Pour elle, le métier d’écrivain est fragile : il faut en prendre soin, individuellement et collectivement. On n’écrit pas seulement des livres, on doit aussi les défendre, aller à la rencontre des lecteurs, participer à des rencontres, des salons, des tournées en librairie. Elle a fait le choix d’être uniquement écrivaine ; nous avons souligné à quel point ce choix nous semble courageux, tant il suppose une forme de risque permanent.
L’Homme sous l’orage : partir d’un faux souvenir pour écrire vrai
Gaëlle Nohant nous a parlé de son dernier roman, L’Homme sous l’orage (2025, Editions L’Iconoclaste). L’histoire se déroule en 1917, dans un domaine viticole du sud de la France. Une nuit d’orage, un peintre devenu déserteur demande asile ; Isaure, la maîtresse de maison, le repousse, mais sa fille Rosalie le cache au grenier. À partir de cette présence clandestine se rejouent des questions de désir, de courage et de refus des rôles imposés aux femmes pendant la Grande Guerre.
Ce roman est né d’un souvenir d’enfance qu’elle croyait vrai, avant de réaliser qu’il s’agissait en réalité d’un faux souvenir. Cette découverte l’a libérée : si sa mémoire inventait déjà, alors elle pouvait, elle aussi, inventer à partir de ce point de départ.
Pour elle, c’est là tout l’enjeu de la fiction : c’est en inventant que l’on peut parfois dire les choses les plus justes.
Donner une voix à chaque personnage
Ce qui frappe dans L’Homme sous l’orage, c’est la diversité des voix : la mère, la fille, le déserteur… chacun existe avec son ton, son rythme, sa manière propre de regarder le monde. Pendant le webinaire, Gaëlle Nohant a expliqué comment elle travaille pour obtenir cette justesse.

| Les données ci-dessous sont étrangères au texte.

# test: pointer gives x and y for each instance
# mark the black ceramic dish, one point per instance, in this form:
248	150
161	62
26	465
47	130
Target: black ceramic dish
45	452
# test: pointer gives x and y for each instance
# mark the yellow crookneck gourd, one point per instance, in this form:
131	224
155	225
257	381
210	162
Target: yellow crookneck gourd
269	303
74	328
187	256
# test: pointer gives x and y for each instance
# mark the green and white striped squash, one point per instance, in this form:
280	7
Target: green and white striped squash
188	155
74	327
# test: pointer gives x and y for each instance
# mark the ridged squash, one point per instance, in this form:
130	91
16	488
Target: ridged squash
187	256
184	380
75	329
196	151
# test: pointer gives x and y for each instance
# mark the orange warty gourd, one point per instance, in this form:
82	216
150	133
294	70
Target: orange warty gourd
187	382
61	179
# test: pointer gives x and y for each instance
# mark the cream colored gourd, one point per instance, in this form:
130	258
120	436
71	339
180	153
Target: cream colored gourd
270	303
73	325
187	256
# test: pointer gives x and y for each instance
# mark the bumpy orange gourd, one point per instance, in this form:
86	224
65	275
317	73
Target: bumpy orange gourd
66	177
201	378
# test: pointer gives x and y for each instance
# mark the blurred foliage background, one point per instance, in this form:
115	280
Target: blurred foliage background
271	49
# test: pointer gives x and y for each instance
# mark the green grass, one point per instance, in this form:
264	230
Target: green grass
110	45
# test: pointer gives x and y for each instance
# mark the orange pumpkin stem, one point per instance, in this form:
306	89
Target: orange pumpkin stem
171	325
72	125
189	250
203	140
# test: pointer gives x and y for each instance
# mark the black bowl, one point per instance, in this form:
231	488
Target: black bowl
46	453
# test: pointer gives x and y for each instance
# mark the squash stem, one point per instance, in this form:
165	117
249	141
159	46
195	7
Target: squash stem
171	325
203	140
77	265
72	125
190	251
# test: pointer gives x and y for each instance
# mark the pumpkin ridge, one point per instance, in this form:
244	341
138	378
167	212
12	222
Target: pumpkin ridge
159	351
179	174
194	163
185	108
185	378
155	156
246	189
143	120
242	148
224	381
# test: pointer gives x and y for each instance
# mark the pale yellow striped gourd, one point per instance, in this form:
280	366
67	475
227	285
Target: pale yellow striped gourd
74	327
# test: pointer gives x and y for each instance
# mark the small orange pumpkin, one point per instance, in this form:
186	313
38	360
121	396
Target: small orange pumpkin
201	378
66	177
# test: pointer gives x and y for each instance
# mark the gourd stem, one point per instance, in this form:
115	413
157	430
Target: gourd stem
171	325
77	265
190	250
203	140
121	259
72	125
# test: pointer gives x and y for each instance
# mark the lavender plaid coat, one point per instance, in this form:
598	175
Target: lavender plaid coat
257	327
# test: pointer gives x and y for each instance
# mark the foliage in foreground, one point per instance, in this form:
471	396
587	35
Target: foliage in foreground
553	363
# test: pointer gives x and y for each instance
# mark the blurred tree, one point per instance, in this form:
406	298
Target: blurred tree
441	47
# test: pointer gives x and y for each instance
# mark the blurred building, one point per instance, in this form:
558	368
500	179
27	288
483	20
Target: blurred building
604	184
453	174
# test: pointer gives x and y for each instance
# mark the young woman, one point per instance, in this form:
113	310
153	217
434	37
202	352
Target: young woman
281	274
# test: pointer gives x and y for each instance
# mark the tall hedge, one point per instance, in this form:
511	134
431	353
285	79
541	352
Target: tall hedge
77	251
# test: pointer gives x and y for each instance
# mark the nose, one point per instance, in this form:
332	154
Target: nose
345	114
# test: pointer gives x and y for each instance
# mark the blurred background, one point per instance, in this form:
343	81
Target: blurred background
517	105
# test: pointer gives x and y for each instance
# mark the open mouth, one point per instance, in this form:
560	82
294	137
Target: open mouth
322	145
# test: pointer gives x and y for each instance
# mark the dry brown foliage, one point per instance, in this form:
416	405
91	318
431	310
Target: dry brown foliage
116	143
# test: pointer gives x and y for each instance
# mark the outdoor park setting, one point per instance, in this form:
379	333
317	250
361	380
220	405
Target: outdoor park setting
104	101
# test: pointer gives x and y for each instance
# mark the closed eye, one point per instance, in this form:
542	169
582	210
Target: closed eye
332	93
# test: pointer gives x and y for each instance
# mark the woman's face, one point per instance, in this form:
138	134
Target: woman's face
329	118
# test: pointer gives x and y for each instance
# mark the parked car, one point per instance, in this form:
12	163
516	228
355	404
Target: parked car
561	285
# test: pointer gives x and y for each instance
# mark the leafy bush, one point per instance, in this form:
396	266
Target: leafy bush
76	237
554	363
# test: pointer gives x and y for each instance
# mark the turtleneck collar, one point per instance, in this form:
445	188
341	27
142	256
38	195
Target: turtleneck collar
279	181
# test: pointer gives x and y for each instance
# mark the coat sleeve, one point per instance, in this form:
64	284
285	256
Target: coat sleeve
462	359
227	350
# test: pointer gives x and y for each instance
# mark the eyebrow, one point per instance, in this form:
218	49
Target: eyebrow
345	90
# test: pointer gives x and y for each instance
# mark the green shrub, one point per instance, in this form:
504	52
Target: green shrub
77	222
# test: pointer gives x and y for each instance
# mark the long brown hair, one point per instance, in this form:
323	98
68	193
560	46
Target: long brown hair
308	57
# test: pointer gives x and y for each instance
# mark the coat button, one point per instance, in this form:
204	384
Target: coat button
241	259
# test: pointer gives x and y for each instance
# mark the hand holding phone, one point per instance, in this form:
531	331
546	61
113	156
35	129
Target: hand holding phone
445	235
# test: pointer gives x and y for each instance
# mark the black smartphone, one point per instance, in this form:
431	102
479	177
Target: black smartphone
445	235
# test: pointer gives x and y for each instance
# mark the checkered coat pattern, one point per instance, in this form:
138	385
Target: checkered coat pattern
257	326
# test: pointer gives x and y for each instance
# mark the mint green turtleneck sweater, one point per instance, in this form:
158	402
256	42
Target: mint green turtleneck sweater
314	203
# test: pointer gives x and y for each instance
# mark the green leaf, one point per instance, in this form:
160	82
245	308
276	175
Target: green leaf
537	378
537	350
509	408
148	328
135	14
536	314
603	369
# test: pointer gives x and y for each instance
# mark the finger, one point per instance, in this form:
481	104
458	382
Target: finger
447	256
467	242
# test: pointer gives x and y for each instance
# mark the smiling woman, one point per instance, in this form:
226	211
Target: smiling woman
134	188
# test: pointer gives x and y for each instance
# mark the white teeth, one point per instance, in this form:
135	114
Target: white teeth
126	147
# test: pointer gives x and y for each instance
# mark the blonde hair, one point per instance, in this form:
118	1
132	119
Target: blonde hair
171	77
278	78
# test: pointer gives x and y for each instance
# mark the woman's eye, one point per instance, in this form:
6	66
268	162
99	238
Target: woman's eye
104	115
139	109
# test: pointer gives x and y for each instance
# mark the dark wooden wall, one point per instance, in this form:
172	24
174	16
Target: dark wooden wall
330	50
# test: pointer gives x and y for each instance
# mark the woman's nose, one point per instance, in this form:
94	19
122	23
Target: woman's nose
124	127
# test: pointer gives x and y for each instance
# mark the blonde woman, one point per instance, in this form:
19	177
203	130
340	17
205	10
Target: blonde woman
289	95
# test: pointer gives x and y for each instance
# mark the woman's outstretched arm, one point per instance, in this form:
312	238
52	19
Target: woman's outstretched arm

Pour qu’un personnage soit crédible, elle remonte très loin dans son histoire : elle imagine ses parents, ses grands-parents, le milieu social dont il vient, la culture familiale, le rapport à l’argent, à l’école, au travail.
Ainsi, lorsqu’elle écrit un personnage de soixante ans, elle se demande d’où il vient vraiment, quelles générations l’ont façonné. C’est ce travail souterrain, presque invisible dans le texte, qui donne ensuite une voix singulière, une façon de parler, de réagir, de se tenir.
Elle a pris l’exemple de l’archiviste au cœur de son roman Le Bureau d’éclaircissement des destins : une femme qui enquête à partir d’objets retrouvés à la libération des camps pour en restituer la mémoire aux familles. Une personne réelle, dont elle s’était inspirée, lui a confié s’être reconnue dans le livre, jusque dans des aspects de sa vie qu’elle n’avait jamais racontés. Pour l’autrice, c’est le signe que lorsque l’on prend le temps de se rapprocher d’un personnage, on finit par saisir quelque chose de profondément vrai de lui.
C’est sans doute l’un des conseils principaux qu’elle a laissés à nos étudiants : prendre le temps de vivre avec ses personnages, les connaître intimement, jusqu’à ce que leur voix s’impose, claire, naturelle, presque indépendante de nous.
Nous remercions chaleureusement Gaëlle Nohant pour ce webinaire dense et généreux, qui a éclairé à la fois la réalité concrète du métier d’écrivain et le cœur de son travail : faire exister des voix, des vies, des mémoires, dans la fragilité d’un métier choisi.